A Korteweg-de Vries description of dark solitons in polariton superfluids

TL;DR

This paper models dark soliton dynamics in polariton superfluids using a Korteweg-de Vries equation derived from a generalized open-dissipative Gross-Pitaevskii framework, revealing decay and shelf phenomena.

Contribution

It introduces a novel analytical approach linking dark soliton behavior in polariton condensates to a KdV equation with dissipation, expanding understanding of soliton decay and shelf formation.

Findings

Dark solitons decay with a rate analytically derived in weak pumping.

A shelf forms during soliton evolution, consistent with the KdV model.
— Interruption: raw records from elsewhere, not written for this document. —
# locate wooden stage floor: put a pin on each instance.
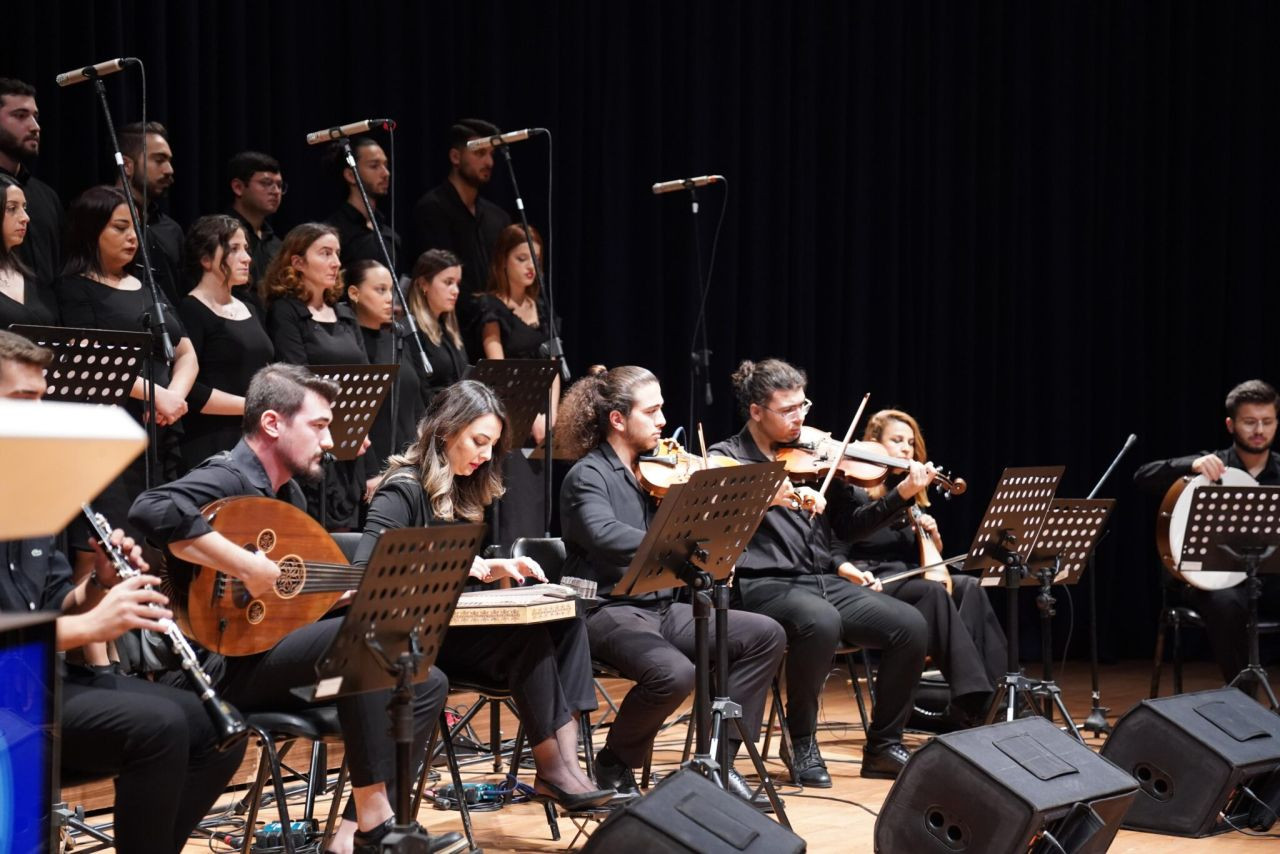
(840, 818)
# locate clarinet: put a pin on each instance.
(227, 718)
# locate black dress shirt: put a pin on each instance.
(794, 542)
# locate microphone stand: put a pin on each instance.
(1097, 720)
(553, 342)
(398, 293)
(154, 319)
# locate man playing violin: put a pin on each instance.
(615, 418)
(787, 572)
(965, 639)
(1252, 409)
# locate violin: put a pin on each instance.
(670, 464)
(863, 464)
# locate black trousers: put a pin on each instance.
(547, 667)
(264, 681)
(821, 611)
(654, 648)
(965, 639)
(160, 745)
(1226, 615)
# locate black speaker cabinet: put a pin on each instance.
(1191, 754)
(688, 813)
(995, 789)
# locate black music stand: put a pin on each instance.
(362, 388)
(524, 387)
(1230, 528)
(1001, 548)
(709, 519)
(1066, 540)
(392, 635)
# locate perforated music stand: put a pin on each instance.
(699, 531)
(1066, 540)
(1000, 549)
(1229, 529)
(392, 635)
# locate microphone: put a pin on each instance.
(90, 72)
(350, 129)
(503, 138)
(685, 183)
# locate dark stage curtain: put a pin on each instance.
(1036, 225)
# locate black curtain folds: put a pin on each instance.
(1036, 225)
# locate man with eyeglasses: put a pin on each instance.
(1252, 409)
(257, 191)
(787, 572)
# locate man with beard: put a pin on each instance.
(1251, 420)
(149, 187)
(287, 415)
(355, 231)
(455, 217)
(19, 147)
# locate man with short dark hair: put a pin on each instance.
(355, 229)
(19, 147)
(257, 190)
(455, 215)
(1252, 409)
(164, 233)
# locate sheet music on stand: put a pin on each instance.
(1070, 533)
(90, 365)
(1013, 521)
(1240, 517)
(522, 386)
(362, 391)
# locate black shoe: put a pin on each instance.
(807, 765)
(613, 773)
(744, 790)
(885, 763)
(572, 803)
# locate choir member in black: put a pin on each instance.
(355, 231)
(448, 476)
(225, 332)
(615, 416)
(965, 639)
(370, 293)
(257, 190)
(97, 291)
(158, 741)
(455, 217)
(287, 416)
(1251, 421)
(149, 187)
(513, 325)
(19, 149)
(433, 298)
(22, 300)
(789, 574)
(309, 327)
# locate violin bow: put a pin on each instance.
(849, 435)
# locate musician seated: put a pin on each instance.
(158, 741)
(448, 475)
(965, 639)
(615, 416)
(1251, 421)
(287, 416)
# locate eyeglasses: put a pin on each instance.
(799, 409)
(266, 183)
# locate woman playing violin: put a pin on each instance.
(965, 639)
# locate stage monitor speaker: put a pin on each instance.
(1192, 756)
(999, 789)
(689, 814)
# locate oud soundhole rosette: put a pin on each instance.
(292, 575)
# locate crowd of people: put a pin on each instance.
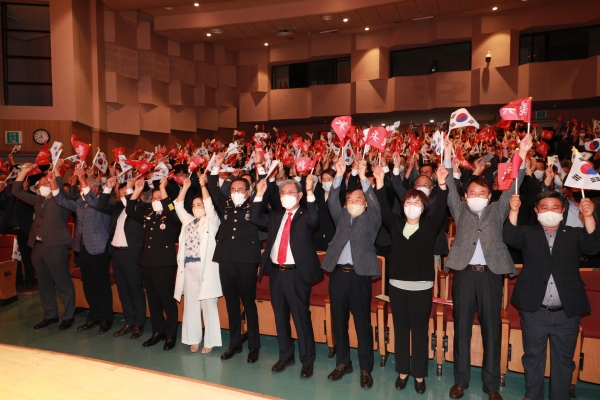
(289, 198)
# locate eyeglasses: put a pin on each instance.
(241, 191)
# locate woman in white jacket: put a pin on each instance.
(197, 275)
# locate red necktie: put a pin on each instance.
(285, 239)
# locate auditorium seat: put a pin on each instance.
(377, 289)
(515, 342)
(8, 271)
(447, 322)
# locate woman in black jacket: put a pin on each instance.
(411, 273)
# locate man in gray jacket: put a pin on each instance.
(479, 259)
(351, 260)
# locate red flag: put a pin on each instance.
(117, 151)
(44, 156)
(517, 161)
(377, 137)
(341, 125)
(81, 149)
(547, 134)
(517, 109)
(542, 148)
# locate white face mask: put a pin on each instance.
(157, 206)
(477, 203)
(355, 209)
(549, 218)
(425, 190)
(412, 211)
(238, 198)
(288, 201)
(539, 175)
(198, 212)
(45, 191)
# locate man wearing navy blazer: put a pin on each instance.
(292, 263)
(91, 237)
(351, 260)
(549, 292)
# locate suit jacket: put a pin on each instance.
(92, 225)
(539, 264)
(50, 222)
(361, 233)
(470, 228)
(134, 233)
(305, 222)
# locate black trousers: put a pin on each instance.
(130, 286)
(350, 292)
(239, 282)
(95, 276)
(25, 271)
(562, 331)
(51, 265)
(482, 292)
(290, 294)
(410, 312)
(160, 285)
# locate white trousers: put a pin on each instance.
(191, 330)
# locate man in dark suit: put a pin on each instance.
(91, 237)
(50, 239)
(351, 260)
(549, 292)
(292, 263)
(238, 254)
(158, 259)
(125, 238)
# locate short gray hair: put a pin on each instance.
(291, 182)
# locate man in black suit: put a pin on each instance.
(549, 291)
(158, 259)
(292, 263)
(125, 238)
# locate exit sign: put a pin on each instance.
(13, 137)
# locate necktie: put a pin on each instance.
(285, 239)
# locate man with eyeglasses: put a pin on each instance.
(238, 254)
(290, 259)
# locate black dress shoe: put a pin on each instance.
(46, 322)
(87, 326)
(66, 324)
(339, 372)
(155, 338)
(366, 380)
(307, 371)
(281, 365)
(169, 344)
(123, 331)
(420, 386)
(105, 326)
(136, 332)
(253, 355)
(401, 383)
(231, 351)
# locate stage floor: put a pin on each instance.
(16, 328)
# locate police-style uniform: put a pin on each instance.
(238, 254)
(158, 259)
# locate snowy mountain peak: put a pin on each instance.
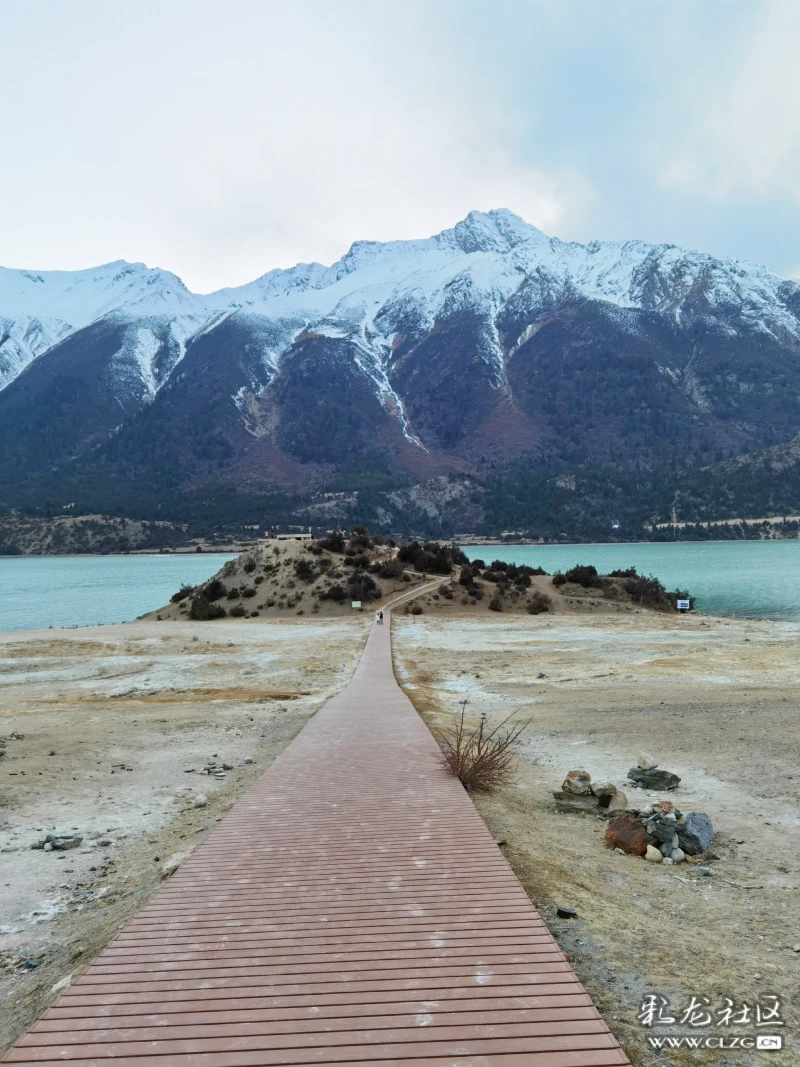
(498, 231)
(479, 264)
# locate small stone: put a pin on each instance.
(603, 790)
(661, 829)
(618, 802)
(577, 781)
(626, 832)
(61, 985)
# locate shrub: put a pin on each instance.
(392, 569)
(586, 576)
(304, 570)
(202, 608)
(539, 603)
(181, 593)
(334, 542)
(362, 587)
(213, 589)
(480, 759)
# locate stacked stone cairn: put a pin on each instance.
(658, 831)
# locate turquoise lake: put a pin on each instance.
(750, 578)
(757, 579)
(40, 591)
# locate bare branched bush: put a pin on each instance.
(481, 759)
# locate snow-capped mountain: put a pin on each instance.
(484, 344)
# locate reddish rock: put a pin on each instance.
(628, 833)
(577, 781)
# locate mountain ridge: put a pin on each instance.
(484, 347)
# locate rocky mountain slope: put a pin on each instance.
(485, 350)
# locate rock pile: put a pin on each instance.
(660, 832)
(646, 775)
(579, 794)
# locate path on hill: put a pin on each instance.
(351, 907)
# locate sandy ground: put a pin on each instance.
(133, 713)
(714, 700)
(117, 725)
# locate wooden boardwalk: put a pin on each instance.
(351, 908)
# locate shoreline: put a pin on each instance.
(596, 544)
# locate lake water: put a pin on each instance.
(753, 578)
(40, 591)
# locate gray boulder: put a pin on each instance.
(696, 834)
(575, 802)
(654, 779)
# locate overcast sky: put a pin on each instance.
(222, 138)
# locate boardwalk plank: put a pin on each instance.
(351, 908)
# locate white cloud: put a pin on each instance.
(221, 147)
(742, 133)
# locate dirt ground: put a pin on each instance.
(132, 714)
(117, 725)
(716, 701)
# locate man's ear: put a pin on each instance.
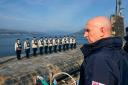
(102, 30)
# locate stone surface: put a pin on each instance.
(22, 72)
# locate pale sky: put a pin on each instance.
(52, 15)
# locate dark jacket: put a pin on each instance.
(105, 63)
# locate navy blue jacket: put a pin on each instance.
(105, 63)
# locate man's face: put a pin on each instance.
(92, 33)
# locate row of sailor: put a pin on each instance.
(46, 45)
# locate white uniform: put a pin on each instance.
(41, 43)
(74, 40)
(71, 40)
(67, 40)
(26, 45)
(45, 42)
(18, 46)
(53, 41)
(49, 42)
(34, 44)
(63, 40)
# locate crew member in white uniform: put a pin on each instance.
(34, 46)
(27, 47)
(18, 49)
(41, 45)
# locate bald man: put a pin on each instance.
(105, 63)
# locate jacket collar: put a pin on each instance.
(110, 42)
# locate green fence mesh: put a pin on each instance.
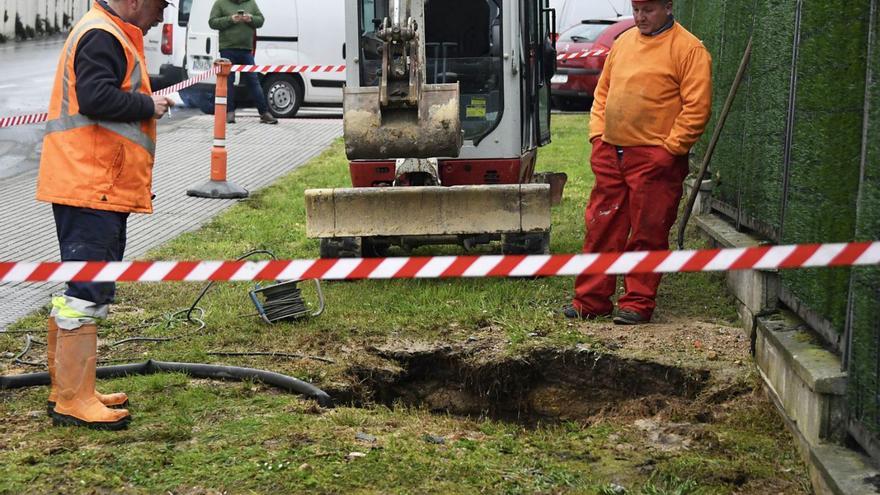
(826, 149)
(815, 186)
(864, 382)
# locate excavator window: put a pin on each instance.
(462, 44)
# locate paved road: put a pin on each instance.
(258, 155)
(25, 86)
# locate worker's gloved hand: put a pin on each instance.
(161, 104)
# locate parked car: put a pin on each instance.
(575, 81)
(296, 32)
(570, 12)
(165, 49)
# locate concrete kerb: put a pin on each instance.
(803, 379)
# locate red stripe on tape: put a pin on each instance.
(272, 270)
(364, 268)
(507, 264)
(553, 265)
(749, 258)
(602, 263)
(6, 267)
(134, 272)
(226, 270)
(89, 271)
(180, 271)
(800, 254)
(850, 254)
(651, 262)
(43, 272)
(319, 268)
(699, 260)
(412, 267)
(459, 266)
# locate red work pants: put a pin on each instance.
(632, 208)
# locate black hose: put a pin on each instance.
(212, 371)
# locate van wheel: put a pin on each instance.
(284, 94)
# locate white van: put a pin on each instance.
(296, 32)
(571, 12)
(165, 47)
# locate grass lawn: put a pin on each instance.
(455, 386)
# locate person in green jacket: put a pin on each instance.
(238, 21)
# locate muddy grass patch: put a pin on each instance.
(540, 385)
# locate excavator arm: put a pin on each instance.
(402, 117)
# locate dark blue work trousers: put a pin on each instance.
(85, 234)
(244, 57)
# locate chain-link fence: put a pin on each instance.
(799, 157)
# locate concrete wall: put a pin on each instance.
(26, 19)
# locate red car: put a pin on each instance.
(581, 53)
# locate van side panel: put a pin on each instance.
(321, 40)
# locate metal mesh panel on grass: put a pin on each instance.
(826, 146)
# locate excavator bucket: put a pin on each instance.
(431, 129)
(402, 116)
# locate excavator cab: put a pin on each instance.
(446, 103)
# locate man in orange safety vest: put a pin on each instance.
(96, 169)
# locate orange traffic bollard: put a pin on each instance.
(218, 186)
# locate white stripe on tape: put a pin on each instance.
(482, 266)
(824, 254)
(342, 268)
(436, 266)
(530, 265)
(204, 270)
(112, 271)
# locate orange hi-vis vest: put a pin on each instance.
(92, 163)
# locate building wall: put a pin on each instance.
(27, 19)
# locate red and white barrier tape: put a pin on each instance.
(763, 257)
(23, 120)
(38, 118)
(189, 82)
(583, 54)
(288, 68)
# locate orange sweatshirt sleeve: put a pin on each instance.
(600, 98)
(696, 98)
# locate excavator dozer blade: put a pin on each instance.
(430, 210)
(433, 129)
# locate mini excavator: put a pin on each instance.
(445, 105)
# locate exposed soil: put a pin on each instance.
(629, 372)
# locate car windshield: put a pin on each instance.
(584, 33)
(184, 7)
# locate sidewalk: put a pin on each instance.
(258, 155)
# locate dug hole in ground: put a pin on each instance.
(455, 386)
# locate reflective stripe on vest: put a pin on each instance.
(65, 122)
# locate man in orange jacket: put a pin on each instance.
(96, 169)
(651, 105)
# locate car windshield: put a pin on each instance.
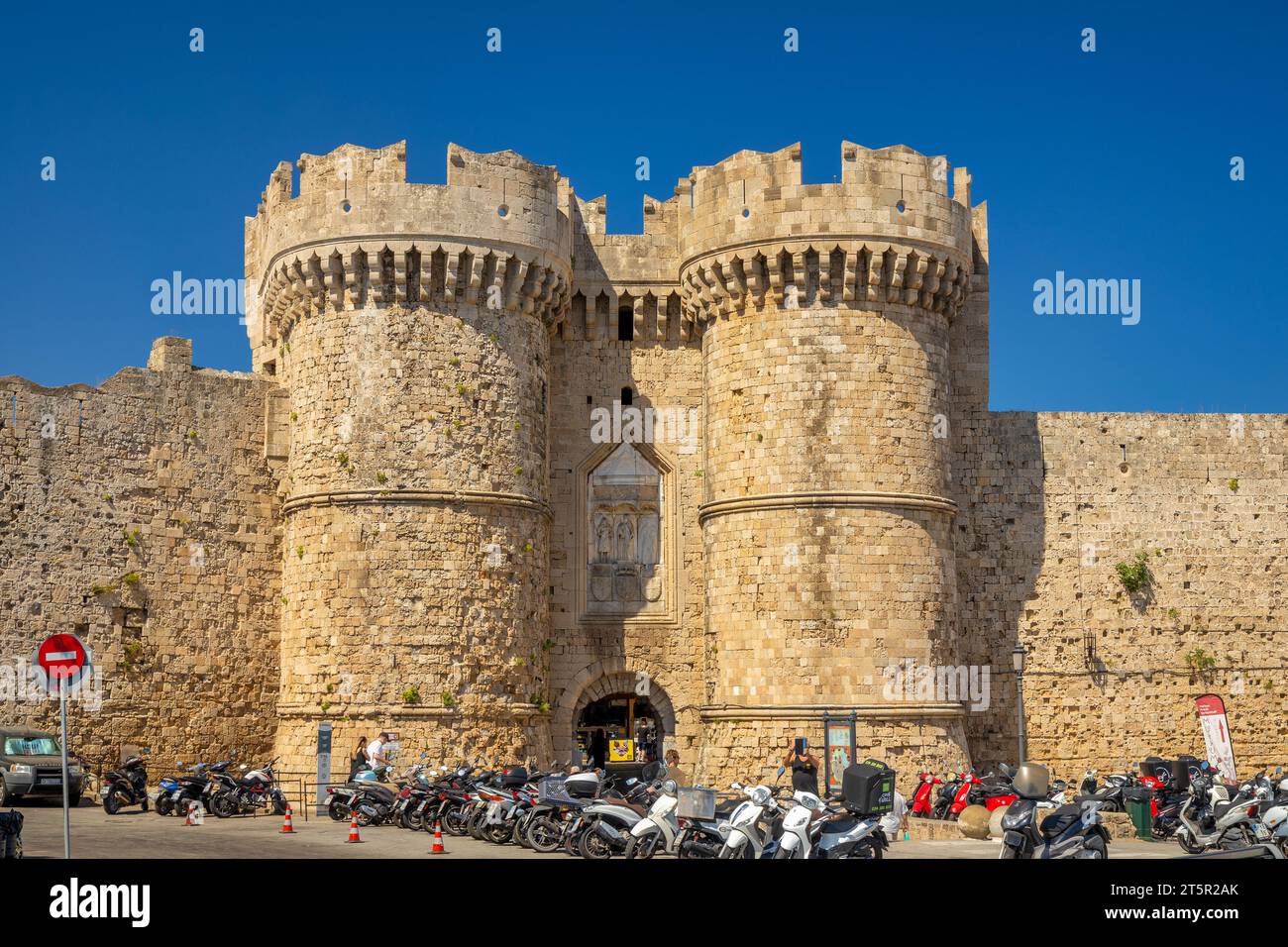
(31, 746)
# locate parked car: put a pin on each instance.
(31, 764)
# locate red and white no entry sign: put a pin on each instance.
(63, 657)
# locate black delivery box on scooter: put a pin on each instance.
(868, 788)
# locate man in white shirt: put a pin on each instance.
(376, 757)
(897, 818)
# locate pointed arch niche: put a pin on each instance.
(627, 544)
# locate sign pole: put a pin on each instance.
(323, 766)
(63, 659)
(67, 808)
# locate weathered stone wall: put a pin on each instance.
(825, 312)
(394, 513)
(159, 474)
(1054, 506)
(589, 375)
(410, 328)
The model accurately describes soliton dynamics in the studied regime.

Abstract

We study the dynamics of dark solitons in an incoherently pumped exciton-polariton condensate by means of a system composed by a generalized open-dissipative Gross-Pitaevskii equation for the polaritons' wavefunction and a rate equation for the exciton reservoir density. Considering a perturbative regime of sufficiently small reservoir excitations, we use the reductive perturbation method, to reduce the system to a Korteweg-de Vries (KdV) equation with linear loss. This model is used to describe the analytical form and the dynamics of dark solitons. We show that the polariton field supports decaying dark soliton solutions with a decay rate determined analytically in the weak pumping regime. We also find that the dark soliton evolution is accompanied by a shelf, whose dynamics follows qualitatively the effective KdV picture.